Polski kierowca BMW-Sauber w wywiadzie dla jednego z zagranicznych
portali zajmujących się tematyką sportów motorowych wyznał, że nie
tęsknił za sezonem. Ciągłe podróże z jednego końca świata na drugi są
bardzo męczące, a w czasie wolnym mógł zająć się sobą i trochę wypocząć.
- Lubię jeździć bolidem, gdyby tak nie było, to bym tego nie robił. Ale
czas wolny też jest bardzo potrzebny, dobrze czasem odetchnąć od tego
zgiełku i tak najnormalniej w świecie odpocząć. Praca kierowcy F1 jest
bardzo ciężka, ciągłe podróże, życie na walizkach, starty, testy. To
wszystko powoduje, że w pewnym momencie człowiek nie myśli o niczym
innym, jak tylko o potrzebie chwili relaksu - powiedział Kubica. -
Jednak nie zapominam o tym, że zimowe przygotowania do sezonu są
niezwykle ważne, to na nich bazujemy przez cały rok. Dlatego kiedy jest
czas na odpoczynek to odpoczywam, a kiedy jest czas pracy to pracuję -
dodał.
Dla wszystkich kibiców F1 w Polsce najważniejsze jest jednak pytanie, czy Robert ma szanse na mistrzostwo. On sam nic nie obiecuje, ale twierdzi, że rywalizacja jest wyrównana.
- Myślę, że w tym roku stawka się nieco wyrówna. Dotychczasowe testy
pokazują, że różnice pomiędzy zespołami są naprawdę niewielkie. Poza
tym jestem bardzo ciekawy jak nowe rozwiązania techniczne związane z
aerodynamiką i z KERS wpłyną na rywalizację podczas wyścigów. Zmiany w
budowie spoilerów podobają mi się, sądzę, że to wpłynie pozytywnie na
zawody. Natomiast jeżeli chodzi o KERS, to w dalszym ciągu mam mieszane
uczucia, kierowcy o budowie ciała takiej jak ja, czyli wysocy i w miarę
ciężcy wcale nie muszą na tym skorzystać, ale zobaczymy jak to będzie
wyglądało. KERS na pewno ułatwi wyprzedzanie na prostych samochodom,
które będą go posiadały, tego możemy być pewni.

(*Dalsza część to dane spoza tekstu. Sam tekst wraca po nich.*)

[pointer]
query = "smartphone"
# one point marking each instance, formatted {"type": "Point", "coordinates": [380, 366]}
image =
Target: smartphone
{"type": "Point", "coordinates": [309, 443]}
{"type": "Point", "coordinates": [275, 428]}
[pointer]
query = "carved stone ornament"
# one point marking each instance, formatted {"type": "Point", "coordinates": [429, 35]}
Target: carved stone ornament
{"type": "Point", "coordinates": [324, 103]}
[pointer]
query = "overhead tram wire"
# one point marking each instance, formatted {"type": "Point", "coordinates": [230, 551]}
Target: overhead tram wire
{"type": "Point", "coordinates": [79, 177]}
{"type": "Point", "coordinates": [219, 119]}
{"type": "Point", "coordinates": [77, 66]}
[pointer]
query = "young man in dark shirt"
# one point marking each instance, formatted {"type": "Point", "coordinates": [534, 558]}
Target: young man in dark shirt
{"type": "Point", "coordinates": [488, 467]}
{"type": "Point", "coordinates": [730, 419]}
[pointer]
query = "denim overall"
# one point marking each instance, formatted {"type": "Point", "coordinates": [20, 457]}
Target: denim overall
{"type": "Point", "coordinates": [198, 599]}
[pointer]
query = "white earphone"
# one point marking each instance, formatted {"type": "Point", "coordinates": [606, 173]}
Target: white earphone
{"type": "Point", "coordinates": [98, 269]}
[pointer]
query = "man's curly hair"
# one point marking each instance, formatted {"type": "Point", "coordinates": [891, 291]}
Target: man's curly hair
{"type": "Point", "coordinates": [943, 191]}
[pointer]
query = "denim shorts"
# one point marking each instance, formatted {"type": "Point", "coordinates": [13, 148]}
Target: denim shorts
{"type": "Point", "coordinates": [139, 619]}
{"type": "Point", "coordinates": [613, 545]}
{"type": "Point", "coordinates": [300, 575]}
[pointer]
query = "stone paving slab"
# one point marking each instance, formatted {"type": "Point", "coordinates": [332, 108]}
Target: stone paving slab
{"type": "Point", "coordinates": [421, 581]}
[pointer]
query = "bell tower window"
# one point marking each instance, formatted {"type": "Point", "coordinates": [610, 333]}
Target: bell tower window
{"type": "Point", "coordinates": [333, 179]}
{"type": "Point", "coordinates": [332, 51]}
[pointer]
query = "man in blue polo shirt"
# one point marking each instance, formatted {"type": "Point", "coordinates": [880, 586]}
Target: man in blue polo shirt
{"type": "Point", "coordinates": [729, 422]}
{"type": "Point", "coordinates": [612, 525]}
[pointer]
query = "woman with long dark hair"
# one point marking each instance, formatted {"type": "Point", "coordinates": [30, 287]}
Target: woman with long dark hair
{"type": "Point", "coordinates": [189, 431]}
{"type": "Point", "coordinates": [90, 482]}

- Jestem bardzo ciekaw jak będzie to wszystko wyglądało podczas
pierwszego Grand Prix w Australii, wręcz nie mogę się już doczekać. Mam
nadzieję, że nowości wprowadzone do naszego sportu ułatwią
wyprzedzenia, bo przecież to wzbudza największe emocje w Formule 1 -
kontynuował Kubica.
- Na ten sezon założyłem sobie taki cel, że muszę dać z siebie sto
procent i tyle samo wyciągnąć z bolidu - to dotyczy oczywiście każdego
wyścigu. Jeżeli to się uda możemy wygrywać z topowymi stajniami i zająć
ostatecznie dobre miejsce - zakończył z tajemniczym uśmiechem na twarzy.